Like many young boys, I loved building forts when I was growing up. My favorite trick always involved securing a large blanket with heavy books or a chair or two and usng a box fan to inflate the space beneath to create an igloo of sorts.

One night, when my friend Douglas and I found ourselves alone at his house, with his parents out to dinner, we decided it would be best to turn his school room into the largest blanket fort either of us had ever seen or built.

We first scavenged building supplies from the linen closet, and when we had decided that wasn't enough, we stripped each bed in his six bedroom house--save his parent's bed (we knew better than that)--for even more materials.

My friend Douglas was homeschooled, so naturally, the school room would make the best building site. With plenty of chairs and desks, we wouldn't be limited to a simple, one-story structure.

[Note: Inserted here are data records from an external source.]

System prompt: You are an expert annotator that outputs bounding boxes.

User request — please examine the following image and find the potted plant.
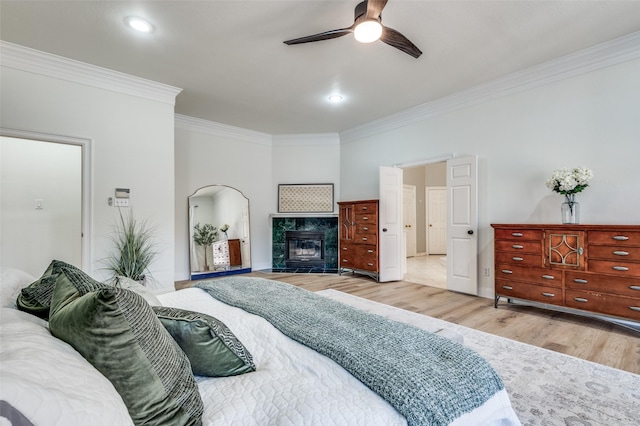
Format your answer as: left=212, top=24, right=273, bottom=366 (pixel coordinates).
left=193, top=223, right=218, bottom=271
left=106, top=211, right=158, bottom=284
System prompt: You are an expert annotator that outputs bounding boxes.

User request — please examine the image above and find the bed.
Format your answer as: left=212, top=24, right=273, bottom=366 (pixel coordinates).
left=0, top=261, right=520, bottom=426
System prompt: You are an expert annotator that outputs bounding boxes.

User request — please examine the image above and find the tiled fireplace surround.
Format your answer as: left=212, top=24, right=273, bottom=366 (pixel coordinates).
left=271, top=214, right=338, bottom=273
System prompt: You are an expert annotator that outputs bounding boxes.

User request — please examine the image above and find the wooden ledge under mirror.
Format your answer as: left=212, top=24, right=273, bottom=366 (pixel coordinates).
left=189, top=185, right=251, bottom=280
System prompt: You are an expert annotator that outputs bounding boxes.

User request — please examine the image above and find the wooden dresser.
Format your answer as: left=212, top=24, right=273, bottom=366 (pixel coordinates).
left=491, top=224, right=640, bottom=331
left=338, top=200, right=380, bottom=281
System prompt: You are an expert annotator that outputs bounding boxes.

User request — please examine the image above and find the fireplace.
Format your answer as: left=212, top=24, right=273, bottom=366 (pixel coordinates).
left=285, top=231, right=325, bottom=269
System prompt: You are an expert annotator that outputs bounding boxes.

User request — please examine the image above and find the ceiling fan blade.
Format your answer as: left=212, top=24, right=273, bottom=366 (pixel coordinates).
left=365, top=0, right=387, bottom=19
left=284, top=27, right=353, bottom=45
left=380, top=26, right=422, bottom=58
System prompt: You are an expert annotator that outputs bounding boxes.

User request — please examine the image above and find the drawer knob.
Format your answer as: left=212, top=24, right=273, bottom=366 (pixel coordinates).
left=613, top=250, right=629, bottom=256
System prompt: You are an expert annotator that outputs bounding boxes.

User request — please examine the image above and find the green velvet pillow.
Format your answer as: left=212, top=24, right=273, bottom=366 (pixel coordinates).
left=49, top=268, right=203, bottom=426
left=16, top=260, right=90, bottom=320
left=153, top=306, right=256, bottom=377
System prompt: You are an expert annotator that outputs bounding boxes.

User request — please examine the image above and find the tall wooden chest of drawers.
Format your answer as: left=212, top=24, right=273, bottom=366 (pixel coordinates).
left=338, top=200, right=380, bottom=281
left=491, top=224, right=640, bottom=330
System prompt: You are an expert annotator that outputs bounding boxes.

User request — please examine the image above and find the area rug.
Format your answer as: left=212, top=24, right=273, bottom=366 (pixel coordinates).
left=316, top=290, right=640, bottom=426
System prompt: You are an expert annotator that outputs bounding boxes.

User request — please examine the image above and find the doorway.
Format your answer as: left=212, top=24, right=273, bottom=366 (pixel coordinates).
left=0, top=129, right=90, bottom=276
left=401, top=159, right=447, bottom=289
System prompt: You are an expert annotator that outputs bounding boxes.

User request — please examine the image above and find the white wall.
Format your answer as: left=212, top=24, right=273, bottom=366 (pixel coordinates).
left=341, top=60, right=640, bottom=297
left=175, top=121, right=340, bottom=280
left=0, top=137, right=82, bottom=276
left=0, top=65, right=175, bottom=291
left=175, top=116, right=273, bottom=281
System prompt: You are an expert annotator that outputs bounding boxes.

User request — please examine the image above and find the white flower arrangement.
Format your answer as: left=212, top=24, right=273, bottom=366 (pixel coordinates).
left=546, top=167, right=593, bottom=195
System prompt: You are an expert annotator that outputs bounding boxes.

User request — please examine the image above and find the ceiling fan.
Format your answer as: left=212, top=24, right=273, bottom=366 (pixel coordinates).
left=284, top=0, right=422, bottom=58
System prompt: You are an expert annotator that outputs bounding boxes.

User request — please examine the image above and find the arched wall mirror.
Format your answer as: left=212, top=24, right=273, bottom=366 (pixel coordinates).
left=189, top=185, right=251, bottom=280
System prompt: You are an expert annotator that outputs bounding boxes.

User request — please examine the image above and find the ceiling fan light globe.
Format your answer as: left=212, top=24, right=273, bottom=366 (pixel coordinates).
left=353, top=20, right=382, bottom=43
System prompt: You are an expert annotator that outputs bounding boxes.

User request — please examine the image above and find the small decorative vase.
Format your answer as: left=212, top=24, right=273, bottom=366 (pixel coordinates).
left=561, top=194, right=580, bottom=224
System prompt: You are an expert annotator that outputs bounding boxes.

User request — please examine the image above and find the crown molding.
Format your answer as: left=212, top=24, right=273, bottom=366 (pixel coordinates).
left=340, top=31, right=640, bottom=143
left=0, top=40, right=182, bottom=106
left=175, top=114, right=273, bottom=146
left=273, top=133, right=340, bottom=146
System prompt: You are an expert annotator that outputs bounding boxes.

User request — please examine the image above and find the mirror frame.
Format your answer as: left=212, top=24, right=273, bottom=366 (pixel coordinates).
left=187, top=184, right=252, bottom=280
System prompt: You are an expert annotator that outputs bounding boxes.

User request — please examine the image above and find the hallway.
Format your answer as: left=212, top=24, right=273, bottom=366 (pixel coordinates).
left=404, top=254, right=447, bottom=289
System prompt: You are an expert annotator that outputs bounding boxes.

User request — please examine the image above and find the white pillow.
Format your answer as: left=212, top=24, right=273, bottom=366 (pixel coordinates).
left=115, top=277, right=162, bottom=306
left=0, top=266, right=36, bottom=309
left=0, top=308, right=133, bottom=426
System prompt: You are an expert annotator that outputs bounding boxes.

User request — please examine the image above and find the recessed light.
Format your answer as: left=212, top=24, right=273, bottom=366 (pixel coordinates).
left=124, top=16, right=153, bottom=33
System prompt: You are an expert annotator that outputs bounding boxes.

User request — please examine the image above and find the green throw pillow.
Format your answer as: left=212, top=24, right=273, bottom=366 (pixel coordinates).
left=16, top=260, right=90, bottom=320
left=49, top=268, right=203, bottom=426
left=153, top=306, right=256, bottom=377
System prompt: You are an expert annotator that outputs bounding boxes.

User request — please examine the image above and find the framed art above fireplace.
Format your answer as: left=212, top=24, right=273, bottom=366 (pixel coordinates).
left=278, top=183, right=334, bottom=213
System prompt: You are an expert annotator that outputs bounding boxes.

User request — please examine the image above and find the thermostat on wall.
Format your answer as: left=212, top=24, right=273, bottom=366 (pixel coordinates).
left=116, top=188, right=130, bottom=198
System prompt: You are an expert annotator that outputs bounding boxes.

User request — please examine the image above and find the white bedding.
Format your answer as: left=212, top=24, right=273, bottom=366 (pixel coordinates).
left=0, top=268, right=520, bottom=426
left=159, top=288, right=520, bottom=426
left=158, top=288, right=406, bottom=426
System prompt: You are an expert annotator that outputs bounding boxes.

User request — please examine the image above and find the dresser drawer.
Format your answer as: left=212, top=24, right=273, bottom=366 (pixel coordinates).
left=356, top=222, right=378, bottom=234
left=353, top=203, right=378, bottom=216
left=494, top=229, right=542, bottom=241
left=589, top=246, right=640, bottom=262
left=340, top=244, right=378, bottom=271
left=565, top=289, right=640, bottom=321
left=495, top=252, right=542, bottom=266
left=565, top=271, right=640, bottom=299
left=587, top=231, right=640, bottom=247
left=356, top=212, right=378, bottom=227
left=496, top=263, right=562, bottom=287
left=495, top=240, right=542, bottom=254
left=587, top=260, right=640, bottom=277
left=353, top=234, right=378, bottom=245
left=496, top=279, right=564, bottom=305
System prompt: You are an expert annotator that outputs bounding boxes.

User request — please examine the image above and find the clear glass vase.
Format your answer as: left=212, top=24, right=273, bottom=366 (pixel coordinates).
left=561, top=194, right=580, bottom=224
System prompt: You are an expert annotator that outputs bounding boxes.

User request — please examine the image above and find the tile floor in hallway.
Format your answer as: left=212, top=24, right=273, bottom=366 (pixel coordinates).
left=404, top=254, right=447, bottom=289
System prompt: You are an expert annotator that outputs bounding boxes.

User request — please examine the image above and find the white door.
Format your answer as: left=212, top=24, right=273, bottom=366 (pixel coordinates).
left=0, top=136, right=88, bottom=276
left=378, top=166, right=407, bottom=282
left=425, top=186, right=447, bottom=254
left=447, top=156, right=478, bottom=295
left=402, top=185, right=417, bottom=257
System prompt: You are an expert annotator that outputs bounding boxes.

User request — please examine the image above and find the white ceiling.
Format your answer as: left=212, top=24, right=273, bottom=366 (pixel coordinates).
left=0, top=0, right=640, bottom=134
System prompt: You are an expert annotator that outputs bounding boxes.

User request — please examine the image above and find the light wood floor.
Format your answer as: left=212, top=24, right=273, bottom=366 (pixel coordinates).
left=176, top=272, right=640, bottom=374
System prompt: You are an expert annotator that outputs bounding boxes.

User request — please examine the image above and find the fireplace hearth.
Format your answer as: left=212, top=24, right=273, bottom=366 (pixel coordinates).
left=285, top=231, right=325, bottom=269
left=271, top=214, right=338, bottom=274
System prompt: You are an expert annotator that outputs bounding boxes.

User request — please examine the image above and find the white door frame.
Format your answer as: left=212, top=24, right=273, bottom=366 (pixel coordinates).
left=0, top=127, right=93, bottom=274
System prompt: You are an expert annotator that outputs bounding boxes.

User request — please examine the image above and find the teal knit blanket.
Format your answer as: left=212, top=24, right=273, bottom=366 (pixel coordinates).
left=195, top=276, right=504, bottom=425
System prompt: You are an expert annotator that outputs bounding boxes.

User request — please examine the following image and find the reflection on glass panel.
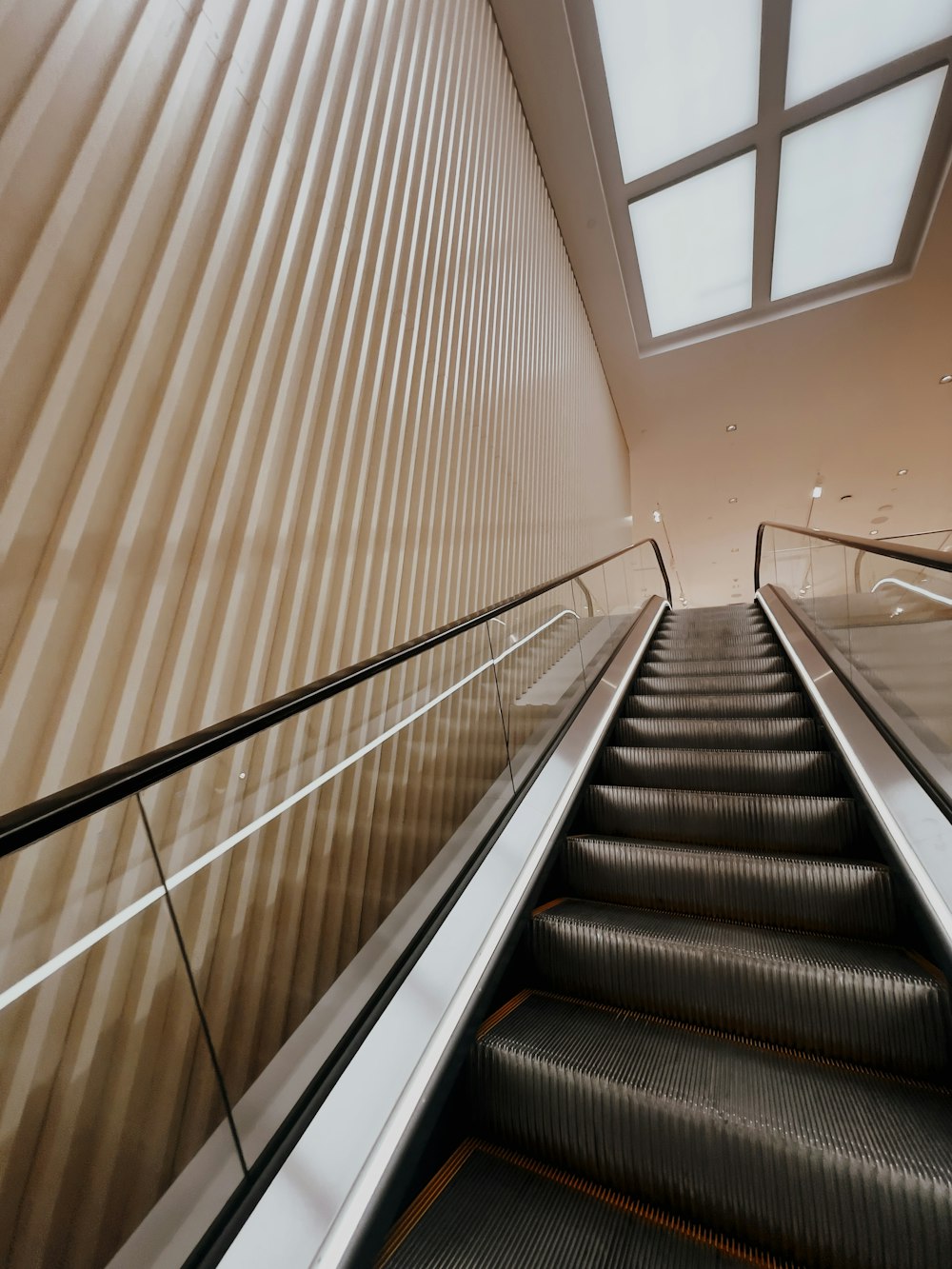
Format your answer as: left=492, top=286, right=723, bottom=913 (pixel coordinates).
left=144, top=625, right=511, bottom=1152
left=761, top=529, right=952, bottom=794
left=0, top=802, right=241, bottom=1269
left=572, top=568, right=617, bottom=683
left=488, top=583, right=591, bottom=786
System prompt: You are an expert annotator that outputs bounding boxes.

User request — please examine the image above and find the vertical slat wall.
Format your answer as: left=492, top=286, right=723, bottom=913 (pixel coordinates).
left=0, top=0, right=629, bottom=1266
left=0, top=0, right=627, bottom=808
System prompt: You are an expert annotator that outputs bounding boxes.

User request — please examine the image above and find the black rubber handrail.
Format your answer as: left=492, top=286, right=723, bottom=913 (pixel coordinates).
left=754, top=521, right=952, bottom=591
left=0, top=538, right=671, bottom=858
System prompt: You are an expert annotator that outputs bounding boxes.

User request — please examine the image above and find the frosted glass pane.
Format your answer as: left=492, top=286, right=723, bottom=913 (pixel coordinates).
left=628, top=151, right=757, bottom=335
left=594, top=0, right=761, bottom=180
left=787, top=0, right=952, bottom=106
left=772, top=66, right=945, bottom=300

Blanket by blanket, we built a fort we were sure we'd live in some day. An hour later it was finished. We took a moment to marvel at our own handiwork--a palace made of polyester, wool, and 700 thread-count Egyptian cotton.

Once inside, we acknoledged our adoring dinner guests before seating ourselves to a glorious feast of Goldfish crackers, Teddy Grahams, and Jolly Ranchers. We revelled in our lordsip as guests and servants alike sang our heralds.. until IT came.

IT started with a distant rumble, until IT grew into a thunderous clap. The earth began to shake. Out the nearest window, I spotted an enormous, monstrous hand grab hold of the eastern tower and tear it to the ground in one swift motion. Then IT stopped. We waited in the dining hall with baited breath. Suddenly, there was a boistrous roar, followed by a loud crash as the front gate crashed to the tiled floor below in a magnaminous display of iron and splintered wood. The people scattered, and Sir Doug and I were left alone with IT--a horrendous giant with grey hair, glasses, and a protruding belly. There was no use running. We were trapped.

Suddenly, two giant hands swooped down, grabbed hold of me and Sir Doug, and placed us each beneath one of its foul-smelling armpits. I found myself choking beneath the heavy musk in which the beast had bathed itself. Looking below, we watched as the giant bounded across the earth with ease.

Soon, the giant came to a stop outside of a large door carved into the side of a mountain. The giant reared back and tossed me and Sir Doug through the air, and into the open door. Thankfully, we landed on a soft bed, avoiding the death that surely had awaited us. The giant let out another loud roar as the large door to the house closed with a loud crash, and we were left alone in the dark. Sir Doug and I looked at one another. This was no house--it was a prison. Clearly, we were to be prisoners until the morning, when we would be judged and sentenced. All that was left to do was to sleep and await the morning's justice.